The highest number from that link is Muslim based countries with the exception of Ethiopia and Eritrea.

Debbriana1 · 12/12/2015 17:25

The difference is you will get more followers who will practice what they are taught by the caliphs than you will do with Donald trump unless he becomes president.

Elendon · 12/12/2015 17:26

That's not what I asked Cote. And you know it.

And one thing I hate about Christian doctrine is that when they are asked a question they don't like it's often answered with a question.
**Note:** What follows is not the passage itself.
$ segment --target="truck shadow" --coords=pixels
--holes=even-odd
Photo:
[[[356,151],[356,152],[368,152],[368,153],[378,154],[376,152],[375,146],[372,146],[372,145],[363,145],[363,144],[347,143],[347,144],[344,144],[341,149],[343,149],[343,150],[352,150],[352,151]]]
CoteDAzur · 12/12/2015 17:30

This is not a general comment about everyone who might be under the impression that atheism is a belief. Buffy was rather ignorant about what an atheist is at the beginning of the thread. I think she has now understood what people have told her how evolution, big bang etc are not an essential part of being an atheist and that it is just about a lack of belief in deities.

She was also saying stuff like "science and evidence are belief systems" and accepted that she was ignorant about certain issues of this debate before this thread, saying "I'll accept the charge of having conflated atheism and science. That has been the entirety of my experience with it. I had no idea, for example, that there are atheist Jews.".

CoteDAzur · 12/12/2015 17:34

Elendon - No I don't know what you mean. You talked about belief in the Caliphate. It doesn't exist, except in the delusions of grandeur of ISIS. If and when it does one day, I will believe that it exists.